Ultimately with Barthes, it can be argued that only a person who is sensitive to signifiers as signifiers is likely to see through a modern mythmaker, for in fact the latter, in his own iniquitous way, is a connoisseur of media as such. The sly meaning, or insinuation, in a myth arises not so much from a “content”, as from an illicit manipulation of a “content” as a mere signifier. In a sense, you have to “empty” the apparatus in order to perceive how it works, and if you don’t “empty” it you are almost certain to be hooked by it. Hence, there is only a seeming paradox in saying that Barthes would not be the ardent moralist he is if he were not also an ardent formalist.

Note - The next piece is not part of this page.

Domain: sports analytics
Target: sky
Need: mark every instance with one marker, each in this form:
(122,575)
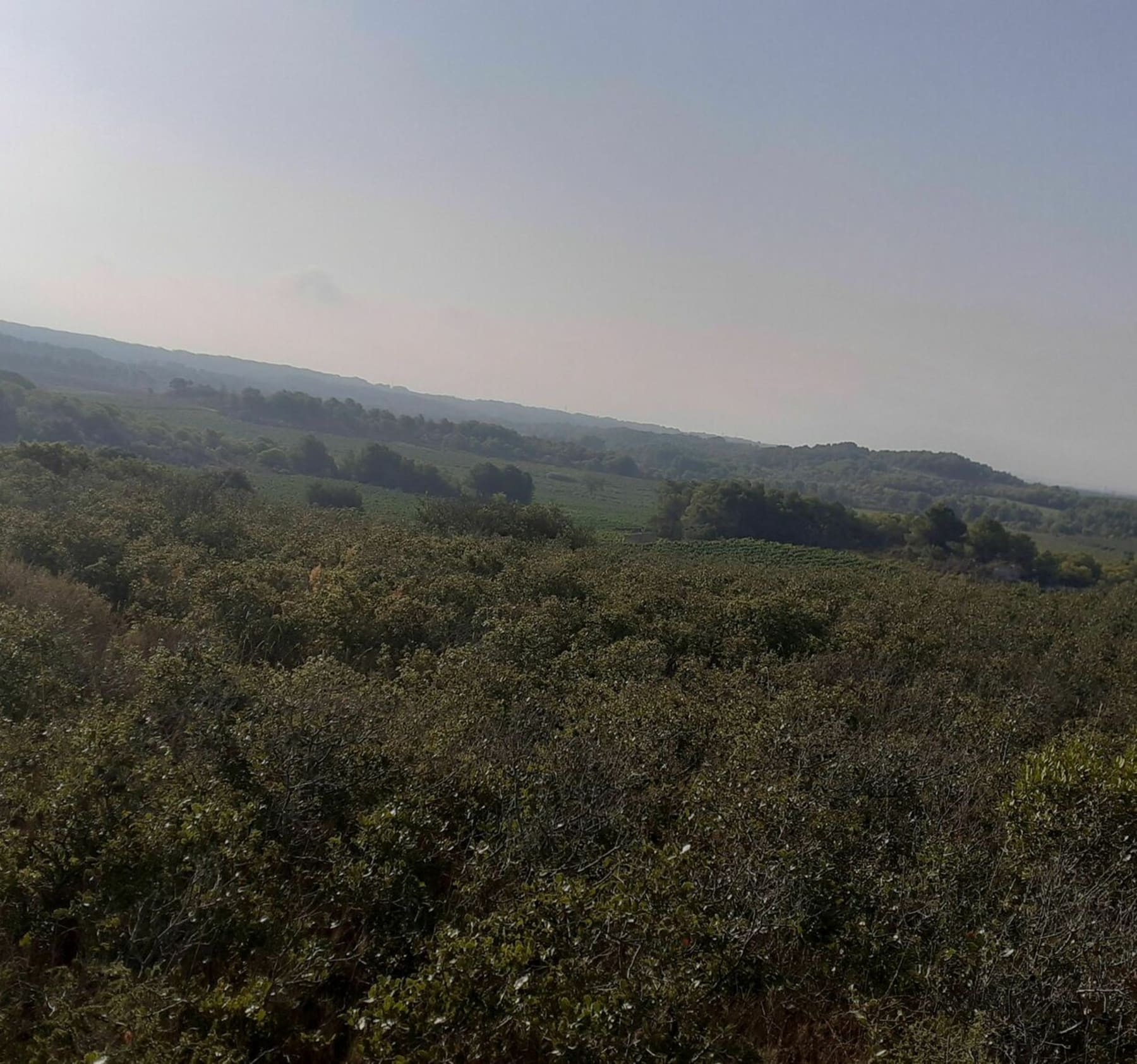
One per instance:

Inaugurating the chair of Literary Semiology at the Collège de France in the late 1970s, Barthes reminded his audience that:

“Semiology, so far as I am concerned, started from a strictly emotional impulse. It seemed to me (around 1954) that a science of signs might stimulate social criticism, and that Sartre, Brecht, and Saussure could concur in the project. It was a question, in short, of understanding (or of describing) how a society produces stereotypes, i.e., triumphs of artifice, which it then consumes as innate meanings, i.e., triumphs of nature. Semiology (my semiology, at least) is generated by an intolerance of this mixture of bad faith and good conscience which characterizes the general morality, and which Brecht, in his attack upon it, called the Great Habit.”